Flavour Pairings That Respect the Berry Note

Ruby reads as tangy and lightly fruity, so lean into partners that echo or frame that acidity. Raspberry, lychee, yuzu, and hibiscus amplify the berry side; a fior di latte or plain milk base lets the couverture speak for itself. Keep additions restrained — heavy dark-chocolate swirls or alkalised inclusions will overpower ruby and can dull its colour.
A light touch of salt sharpens perception of the fruit without reading as savoury, the same balancing role explored in salt in gelato. Avoid strongly aromatic spices that compete with the delicate berry note. If you want visible contrast, a raspberry ripple or a scatter of freeze-dried raspberry at service reinforces the colour story that ruby sets up, while keeping the couverture itself as the structural backbone of the flavour.

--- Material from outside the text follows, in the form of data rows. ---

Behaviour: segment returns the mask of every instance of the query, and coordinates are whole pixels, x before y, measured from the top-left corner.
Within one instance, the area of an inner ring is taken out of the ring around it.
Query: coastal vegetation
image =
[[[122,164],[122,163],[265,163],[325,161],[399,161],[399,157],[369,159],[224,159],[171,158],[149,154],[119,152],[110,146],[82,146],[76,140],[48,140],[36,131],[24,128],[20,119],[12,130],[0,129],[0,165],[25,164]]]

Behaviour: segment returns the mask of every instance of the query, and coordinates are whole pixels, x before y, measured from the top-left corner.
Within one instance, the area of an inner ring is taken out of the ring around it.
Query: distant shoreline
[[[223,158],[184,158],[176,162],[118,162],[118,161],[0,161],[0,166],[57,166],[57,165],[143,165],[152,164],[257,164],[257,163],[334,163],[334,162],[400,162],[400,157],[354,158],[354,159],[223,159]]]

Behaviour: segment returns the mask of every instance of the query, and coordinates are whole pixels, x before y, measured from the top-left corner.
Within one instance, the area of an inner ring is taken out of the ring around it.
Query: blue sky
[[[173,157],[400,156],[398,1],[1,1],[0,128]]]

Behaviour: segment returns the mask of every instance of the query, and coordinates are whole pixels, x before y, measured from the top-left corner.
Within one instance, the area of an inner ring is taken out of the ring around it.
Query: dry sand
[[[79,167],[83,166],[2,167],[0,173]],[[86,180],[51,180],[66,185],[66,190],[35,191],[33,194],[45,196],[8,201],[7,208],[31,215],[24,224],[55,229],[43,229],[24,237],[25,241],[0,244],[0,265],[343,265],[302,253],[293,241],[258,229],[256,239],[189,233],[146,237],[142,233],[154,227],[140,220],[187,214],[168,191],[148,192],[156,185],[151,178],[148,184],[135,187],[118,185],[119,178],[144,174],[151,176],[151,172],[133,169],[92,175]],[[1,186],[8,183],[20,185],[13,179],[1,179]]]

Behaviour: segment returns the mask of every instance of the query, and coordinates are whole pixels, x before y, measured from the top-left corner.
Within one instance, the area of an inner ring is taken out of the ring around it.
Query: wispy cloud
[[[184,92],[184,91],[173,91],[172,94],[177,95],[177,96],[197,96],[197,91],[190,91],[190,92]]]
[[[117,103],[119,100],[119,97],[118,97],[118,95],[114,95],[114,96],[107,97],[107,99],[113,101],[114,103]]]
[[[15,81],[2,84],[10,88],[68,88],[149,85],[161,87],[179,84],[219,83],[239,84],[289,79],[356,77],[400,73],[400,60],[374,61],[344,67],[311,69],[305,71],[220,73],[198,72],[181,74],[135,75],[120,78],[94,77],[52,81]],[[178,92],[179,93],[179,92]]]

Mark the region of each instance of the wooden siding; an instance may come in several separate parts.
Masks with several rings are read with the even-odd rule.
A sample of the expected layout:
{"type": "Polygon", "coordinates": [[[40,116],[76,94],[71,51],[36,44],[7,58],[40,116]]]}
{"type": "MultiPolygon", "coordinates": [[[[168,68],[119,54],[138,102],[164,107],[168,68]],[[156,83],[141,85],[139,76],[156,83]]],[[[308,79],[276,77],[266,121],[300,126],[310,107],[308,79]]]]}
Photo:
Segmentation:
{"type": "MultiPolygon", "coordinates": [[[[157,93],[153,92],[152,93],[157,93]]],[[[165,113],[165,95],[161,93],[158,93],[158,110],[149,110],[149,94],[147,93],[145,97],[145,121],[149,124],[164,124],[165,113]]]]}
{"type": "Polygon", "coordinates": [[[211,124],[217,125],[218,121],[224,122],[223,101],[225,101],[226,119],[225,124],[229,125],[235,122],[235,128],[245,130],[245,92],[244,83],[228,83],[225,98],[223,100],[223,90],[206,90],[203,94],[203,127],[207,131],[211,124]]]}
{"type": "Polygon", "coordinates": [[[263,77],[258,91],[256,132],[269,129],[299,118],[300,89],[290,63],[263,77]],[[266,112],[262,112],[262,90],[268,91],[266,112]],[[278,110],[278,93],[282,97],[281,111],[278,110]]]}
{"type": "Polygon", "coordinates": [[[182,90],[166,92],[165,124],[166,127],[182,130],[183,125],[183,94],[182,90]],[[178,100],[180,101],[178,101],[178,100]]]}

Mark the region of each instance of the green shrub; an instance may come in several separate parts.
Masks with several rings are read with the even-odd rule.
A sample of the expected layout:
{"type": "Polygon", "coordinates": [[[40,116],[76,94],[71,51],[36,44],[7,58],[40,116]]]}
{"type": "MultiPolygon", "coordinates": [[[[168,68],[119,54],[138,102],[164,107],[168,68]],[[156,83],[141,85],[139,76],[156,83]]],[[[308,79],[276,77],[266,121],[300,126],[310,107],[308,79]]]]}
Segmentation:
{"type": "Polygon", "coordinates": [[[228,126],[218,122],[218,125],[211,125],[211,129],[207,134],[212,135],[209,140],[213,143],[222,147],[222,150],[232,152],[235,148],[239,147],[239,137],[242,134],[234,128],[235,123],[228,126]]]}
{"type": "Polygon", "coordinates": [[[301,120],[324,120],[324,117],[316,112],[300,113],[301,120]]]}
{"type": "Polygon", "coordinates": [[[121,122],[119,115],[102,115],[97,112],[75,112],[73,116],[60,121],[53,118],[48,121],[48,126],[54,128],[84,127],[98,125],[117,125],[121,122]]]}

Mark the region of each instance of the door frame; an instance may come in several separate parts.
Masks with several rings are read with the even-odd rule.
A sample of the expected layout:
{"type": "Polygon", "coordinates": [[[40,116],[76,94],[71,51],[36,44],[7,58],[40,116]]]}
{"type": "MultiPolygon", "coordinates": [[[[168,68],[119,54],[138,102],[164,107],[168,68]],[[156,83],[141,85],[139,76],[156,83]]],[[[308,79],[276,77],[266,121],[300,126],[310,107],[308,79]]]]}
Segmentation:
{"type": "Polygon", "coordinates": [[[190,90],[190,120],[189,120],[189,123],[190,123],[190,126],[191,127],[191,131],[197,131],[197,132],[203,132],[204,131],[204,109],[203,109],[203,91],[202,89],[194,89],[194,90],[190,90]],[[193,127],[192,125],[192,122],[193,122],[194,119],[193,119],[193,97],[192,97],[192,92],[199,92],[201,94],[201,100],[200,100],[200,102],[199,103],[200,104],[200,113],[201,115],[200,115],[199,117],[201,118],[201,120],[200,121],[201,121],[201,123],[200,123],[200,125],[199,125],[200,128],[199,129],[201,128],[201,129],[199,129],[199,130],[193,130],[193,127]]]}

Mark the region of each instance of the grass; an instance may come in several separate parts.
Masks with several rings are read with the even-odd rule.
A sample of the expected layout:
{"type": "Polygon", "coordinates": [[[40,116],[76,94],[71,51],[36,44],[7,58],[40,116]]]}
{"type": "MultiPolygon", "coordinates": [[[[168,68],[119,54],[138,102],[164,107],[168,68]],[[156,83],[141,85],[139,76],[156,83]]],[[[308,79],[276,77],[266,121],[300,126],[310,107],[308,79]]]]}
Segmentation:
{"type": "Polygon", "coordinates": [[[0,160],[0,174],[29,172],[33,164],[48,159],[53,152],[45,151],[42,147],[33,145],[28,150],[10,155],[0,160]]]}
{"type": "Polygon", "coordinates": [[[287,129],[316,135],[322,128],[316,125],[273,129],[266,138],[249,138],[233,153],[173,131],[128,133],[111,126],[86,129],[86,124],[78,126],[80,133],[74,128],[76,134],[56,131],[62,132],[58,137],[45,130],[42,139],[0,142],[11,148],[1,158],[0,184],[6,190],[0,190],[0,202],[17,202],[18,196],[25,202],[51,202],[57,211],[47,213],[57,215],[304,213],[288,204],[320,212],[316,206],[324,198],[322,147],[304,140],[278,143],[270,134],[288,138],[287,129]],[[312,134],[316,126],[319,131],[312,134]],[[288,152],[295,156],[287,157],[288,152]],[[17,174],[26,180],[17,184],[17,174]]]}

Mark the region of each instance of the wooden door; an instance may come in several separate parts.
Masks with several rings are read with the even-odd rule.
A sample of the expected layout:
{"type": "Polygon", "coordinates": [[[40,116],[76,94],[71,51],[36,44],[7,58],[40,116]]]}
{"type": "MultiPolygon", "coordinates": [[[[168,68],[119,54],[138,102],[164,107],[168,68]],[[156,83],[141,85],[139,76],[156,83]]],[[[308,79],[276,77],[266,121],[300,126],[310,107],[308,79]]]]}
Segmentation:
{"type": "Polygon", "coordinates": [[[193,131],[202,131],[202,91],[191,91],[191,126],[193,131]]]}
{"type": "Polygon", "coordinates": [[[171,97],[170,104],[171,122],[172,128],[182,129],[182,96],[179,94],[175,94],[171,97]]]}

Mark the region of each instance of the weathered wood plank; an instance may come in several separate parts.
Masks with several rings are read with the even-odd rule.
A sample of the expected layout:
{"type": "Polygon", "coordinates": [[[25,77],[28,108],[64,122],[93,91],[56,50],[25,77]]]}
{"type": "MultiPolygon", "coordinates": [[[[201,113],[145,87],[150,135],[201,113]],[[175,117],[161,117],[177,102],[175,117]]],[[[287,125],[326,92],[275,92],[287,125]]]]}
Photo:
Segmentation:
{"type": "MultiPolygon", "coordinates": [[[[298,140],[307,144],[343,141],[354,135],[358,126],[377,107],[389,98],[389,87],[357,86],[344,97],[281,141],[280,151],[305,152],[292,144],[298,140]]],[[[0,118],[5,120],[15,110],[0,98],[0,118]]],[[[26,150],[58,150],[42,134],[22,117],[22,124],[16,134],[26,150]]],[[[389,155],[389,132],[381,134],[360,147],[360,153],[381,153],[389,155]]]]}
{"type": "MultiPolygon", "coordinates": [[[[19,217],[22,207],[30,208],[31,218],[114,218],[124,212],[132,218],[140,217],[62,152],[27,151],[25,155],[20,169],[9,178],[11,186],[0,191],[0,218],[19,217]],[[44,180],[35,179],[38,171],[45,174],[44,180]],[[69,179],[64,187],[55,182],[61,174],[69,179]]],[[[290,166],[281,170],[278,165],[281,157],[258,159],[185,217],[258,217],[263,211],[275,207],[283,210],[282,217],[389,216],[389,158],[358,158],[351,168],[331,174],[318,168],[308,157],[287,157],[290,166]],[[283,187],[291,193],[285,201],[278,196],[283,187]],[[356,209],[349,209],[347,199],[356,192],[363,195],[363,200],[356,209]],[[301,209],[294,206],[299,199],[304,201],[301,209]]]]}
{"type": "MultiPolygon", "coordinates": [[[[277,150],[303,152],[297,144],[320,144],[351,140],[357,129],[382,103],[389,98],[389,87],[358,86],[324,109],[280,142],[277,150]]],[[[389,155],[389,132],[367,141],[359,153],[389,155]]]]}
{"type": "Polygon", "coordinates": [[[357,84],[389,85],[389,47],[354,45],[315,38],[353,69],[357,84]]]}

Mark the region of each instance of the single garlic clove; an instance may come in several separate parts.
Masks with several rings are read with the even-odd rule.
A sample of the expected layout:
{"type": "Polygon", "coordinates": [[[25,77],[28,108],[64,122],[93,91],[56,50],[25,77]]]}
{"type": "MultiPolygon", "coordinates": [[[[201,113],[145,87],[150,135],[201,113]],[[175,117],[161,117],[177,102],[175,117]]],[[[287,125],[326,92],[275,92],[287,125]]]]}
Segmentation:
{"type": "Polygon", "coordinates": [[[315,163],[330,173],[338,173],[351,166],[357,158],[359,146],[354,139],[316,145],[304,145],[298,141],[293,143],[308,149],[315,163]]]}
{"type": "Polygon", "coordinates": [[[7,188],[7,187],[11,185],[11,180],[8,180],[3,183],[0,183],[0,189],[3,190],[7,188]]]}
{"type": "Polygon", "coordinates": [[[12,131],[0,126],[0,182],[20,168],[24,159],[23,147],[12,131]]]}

Handling, Storage, and Common Faults

Store ruby couverture cool, dry, and sealed; like all chocolate it is prone to fat bloom if temperature-cycled. In the finished gelato, the two most common complaints are a greasy mouthfeel (too much fat — reduce couverture and cream) and a faded, greyish colour (overheating or an alkaline mix — lower temperature and add a touch of acid). Neither is a defect in the ingredient; both trace back to balance and process, the same discipline that governs any ingredient-driven flavour.